When she left him, he sat down at her desk in the quiet, and wished, with everything inside him, that he could make the rest of it vanish as easily.


***

Reva waylaid her on the way outside. “I don’t have time,” Eve said curtly and kept moving.

“It’ll only take a minute. I want to apologize. I asked you to give it to me straight, and when you did, I didn’t handle it. I’m sorry, and I’m pissed off at myself for reacting the way I did.”

“Forget it. Are you going to handle it now?”

“Yeah, I’m going to handle it now. What do you need?”

“I need you to think. Where he might go, what his next steps would be in a crisis. What’s he doing now besides trying to find a way out? Think it through, lay it out. Have it ready for me when I get back.”

“You’ll have it. He’d have to work,” she called out as Eve streamed out the door. “His art wasn’t just a cover, it couldn’t have been. It’s his passion, his escape, his ego. He’d have to have a place to work.”

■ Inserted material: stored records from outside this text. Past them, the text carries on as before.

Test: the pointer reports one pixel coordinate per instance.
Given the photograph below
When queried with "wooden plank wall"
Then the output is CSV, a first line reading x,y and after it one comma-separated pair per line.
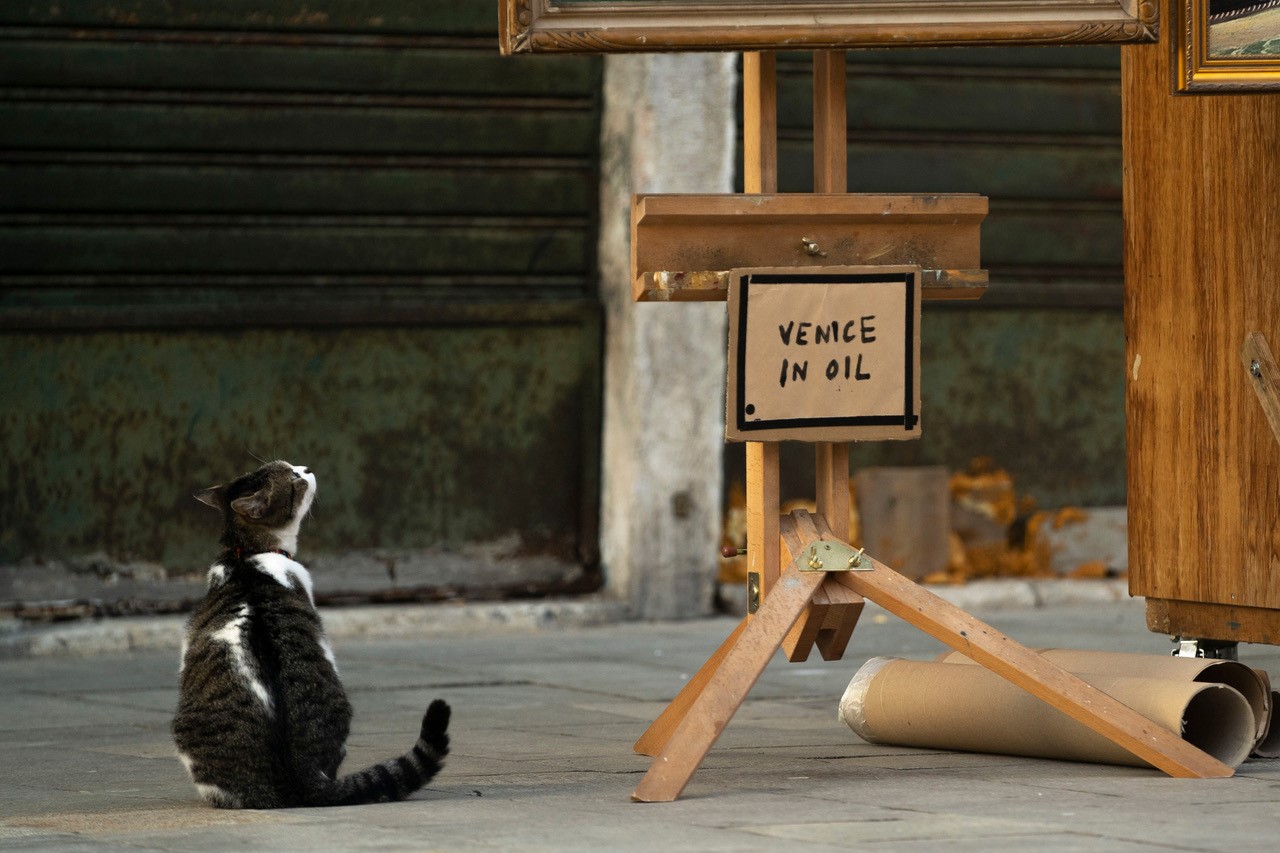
x,y
1037,129
188,164
1031,375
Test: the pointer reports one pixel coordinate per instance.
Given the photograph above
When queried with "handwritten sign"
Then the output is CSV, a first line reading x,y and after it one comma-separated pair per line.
x,y
824,354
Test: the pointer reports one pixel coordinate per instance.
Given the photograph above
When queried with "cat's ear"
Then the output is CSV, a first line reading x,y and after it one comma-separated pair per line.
x,y
213,496
252,506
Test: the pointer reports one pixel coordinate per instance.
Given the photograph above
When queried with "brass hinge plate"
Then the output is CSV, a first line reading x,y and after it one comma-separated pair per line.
x,y
832,556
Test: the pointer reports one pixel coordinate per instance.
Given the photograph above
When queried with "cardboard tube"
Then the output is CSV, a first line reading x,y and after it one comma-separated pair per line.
x,y
1270,744
1201,670
942,706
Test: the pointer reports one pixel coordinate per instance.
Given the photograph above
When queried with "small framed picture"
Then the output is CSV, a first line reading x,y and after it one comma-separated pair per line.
x,y
1228,45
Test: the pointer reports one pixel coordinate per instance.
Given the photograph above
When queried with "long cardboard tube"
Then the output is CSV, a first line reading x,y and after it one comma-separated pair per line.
x,y
944,706
1203,670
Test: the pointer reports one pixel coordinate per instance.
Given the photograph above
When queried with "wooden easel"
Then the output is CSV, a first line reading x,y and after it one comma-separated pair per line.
x,y
814,593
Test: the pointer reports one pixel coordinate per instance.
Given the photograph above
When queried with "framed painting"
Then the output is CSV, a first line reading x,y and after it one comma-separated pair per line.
x,y
621,26
1228,45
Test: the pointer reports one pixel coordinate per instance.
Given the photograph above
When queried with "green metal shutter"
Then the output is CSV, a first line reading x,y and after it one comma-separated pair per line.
x,y
348,233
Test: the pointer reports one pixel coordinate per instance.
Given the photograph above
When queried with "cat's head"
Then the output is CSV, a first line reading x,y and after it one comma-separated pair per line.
x,y
263,510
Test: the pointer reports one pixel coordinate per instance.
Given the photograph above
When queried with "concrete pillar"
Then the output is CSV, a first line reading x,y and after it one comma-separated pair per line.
x,y
668,126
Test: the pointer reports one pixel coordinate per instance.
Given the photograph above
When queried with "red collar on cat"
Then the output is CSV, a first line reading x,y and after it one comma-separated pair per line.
x,y
240,552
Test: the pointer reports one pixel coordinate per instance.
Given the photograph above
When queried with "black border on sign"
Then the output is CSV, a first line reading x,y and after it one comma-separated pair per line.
x,y
908,419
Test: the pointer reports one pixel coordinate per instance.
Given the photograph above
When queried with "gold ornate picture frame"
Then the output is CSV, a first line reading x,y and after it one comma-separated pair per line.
x,y
621,26
1226,45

“Good. Keep it up. I’ll be back.”

“That was well-done.” Tokimoto stepped out of the parlor, into the foyer.

“I hope so. I’m not doing so well otherwise.”

“You need time to adjust, to grieve, to be angry. I hope you’ll feel able to talk to me when you need someone.”

“I’ve been talking you black-and-blue so far.” She sighed. “Tokimoto, can I ask you something?”

“Of course.”

“Are you hitting on me?”

He stiffened like a rod. “That would be inappropriate under the circumstances.”

“Because I might still be married or because you’re not interested?”

“Your marriage would hardly be a factor, considering. But you’re not in a state of mind where… An advance of a personal nature is clearly inappropriate while your emotions and your situation are in flux.”

She found herself smiling, just a little. And found something opening inside her again, just a little. “You didn’t say you weren’t interested, so I’ll just say I don’t think I’d mind. If you worked up to hitting on me.”

To test it out, she rose on her toes and touched her lips lightly to his. “No,” she said after a moment, “I don’t think I’d mind. Why don’t you think about it?”

She was still smiling, just a little, as she started back upstairs.